- Theatrical release poster
- Directed by: Albert S. Rogell
- Screenplay by: Art Arthur Malcolm Stuart Boylan
- Story by: Herbert Dalmas
- Produced by: Albert J. Cohen
- Starring: William Lundigan Shirley Ross Chick Chandler Ruth Donnelly Mae Clarke Cliff Nazarro
- Cinematography: Ernest Miller
- Edited by: Edward Mann
- Music by: Mort Glickman
- Production company: Republic Pictures
- Distributed by: Republic Pictures
- Release date: September 30, 1941;
- Running time: 71 minutes
- Country: United States
- Language: English

= Sailors on Leave =

1941 film by Albert S. Rogell

Sailors on Leave is a 1941 American musical comedy film directed by Albert S. Rogell and written by Art Arthur and Malcolm Stuart Boylan. The film stars William Lundigan, Shirley Ross, Chick Chandler, Ruth Donnelly, Mae Clarke and Cliff Nazarro. The film was released on September 30, 1941, by Republic Pictures.

==Plot==
Chuck Stephens is fooled by his sailor pals Swifty and Mike into believing (and betting on) that if he marries by his 27th birthday, he will inherit $25,000. With only days to go before his deadline, a frantic Chuck is taken to Aunt Navy's nightclub in San Pedro, California and introduced to singer Linda Hall, making a bad first impression.

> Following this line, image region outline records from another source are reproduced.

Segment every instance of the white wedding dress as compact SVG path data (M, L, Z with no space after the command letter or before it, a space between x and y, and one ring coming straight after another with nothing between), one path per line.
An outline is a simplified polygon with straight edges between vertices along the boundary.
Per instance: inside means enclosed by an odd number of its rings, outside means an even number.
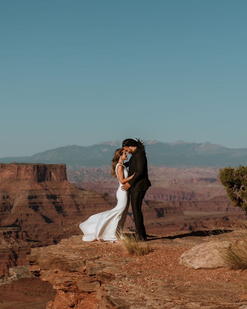
M118 179L117 168L119 165L118 163L116 167L116 174ZM128 173L124 165L124 178L128 177ZM123 229L124 224L129 204L129 194L128 190L122 191L121 187L123 185L119 179L119 186L117 191L118 202L116 206L113 209L99 214L96 214L90 217L79 226L84 235L82 237L84 241L110 241L113 242L117 239L116 236L116 231Z

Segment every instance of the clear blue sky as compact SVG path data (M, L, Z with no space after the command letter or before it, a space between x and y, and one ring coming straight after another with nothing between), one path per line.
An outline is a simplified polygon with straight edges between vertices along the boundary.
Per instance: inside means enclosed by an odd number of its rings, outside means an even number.
M247 1L0 2L0 158L139 137L247 147Z

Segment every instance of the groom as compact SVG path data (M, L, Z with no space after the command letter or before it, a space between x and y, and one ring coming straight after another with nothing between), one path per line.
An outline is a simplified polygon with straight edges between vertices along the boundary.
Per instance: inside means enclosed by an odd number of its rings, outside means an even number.
M136 234L141 240L146 241L147 235L141 212L142 200L147 190L151 185L148 174L148 163L146 156L145 146L139 139L136 141L132 138L125 139L123 148L127 153L132 154L129 162L130 175L135 173L128 182L122 186L121 188L126 191L129 188L130 200Z

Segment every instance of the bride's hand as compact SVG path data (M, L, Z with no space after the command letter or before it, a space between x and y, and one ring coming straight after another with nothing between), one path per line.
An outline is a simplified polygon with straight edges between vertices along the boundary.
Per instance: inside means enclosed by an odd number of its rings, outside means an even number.
M129 178L131 178L132 179L133 178L134 175L135 175L135 174L136 174L136 173L134 173L134 174L133 174L133 175L132 175Z

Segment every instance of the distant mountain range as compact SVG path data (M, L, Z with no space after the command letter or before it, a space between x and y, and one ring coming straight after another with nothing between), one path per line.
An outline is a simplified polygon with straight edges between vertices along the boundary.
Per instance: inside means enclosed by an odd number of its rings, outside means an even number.
M227 148L208 142L203 143L178 141L163 143L155 140L146 141L149 165L197 166L247 165L247 148ZM59 147L31 157L0 158L0 162L65 163L73 168L81 166L99 167L109 165L115 150L121 147L119 141L103 142L87 146L73 145Z

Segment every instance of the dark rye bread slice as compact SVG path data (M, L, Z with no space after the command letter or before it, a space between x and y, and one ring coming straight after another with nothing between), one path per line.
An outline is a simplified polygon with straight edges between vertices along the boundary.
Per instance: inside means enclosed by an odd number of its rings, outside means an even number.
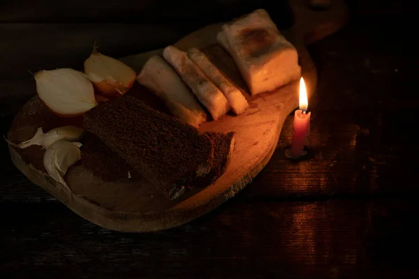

Linda eventually grows more interested in Chuck, but ends up arrested after a bracelet he gives her as a gift turns out to be stolen. Chuck considers marrying other women rounded up by the guys, but realizes he loves Linda after all. He marries her after the deadline, but unexpectedly gets a $5,000 reward for recovering the stolen bracelet.

==Cast==
- William Lundigan as Chuck Stephens
- Shirley Ross as Linda Hall
- Chick Chandler as Swifty
- Ruth Donnelly as Aunt Navy
- Mae Clarke as Gwen
- Cliff Nazarro as Mike
- Tom Kennedy as Dugan
- Mary Ainslee as Sadie
- Bill Shirley as Bill Carstairs
- Garry Owen as Thompson
- William Haade as Sawyer
- Jane Kean as Sunshine

==Bibliography==
- Fetrow, Alan G. Feature Films, 1940-1949: a United States Filmography. McFarland, 1994.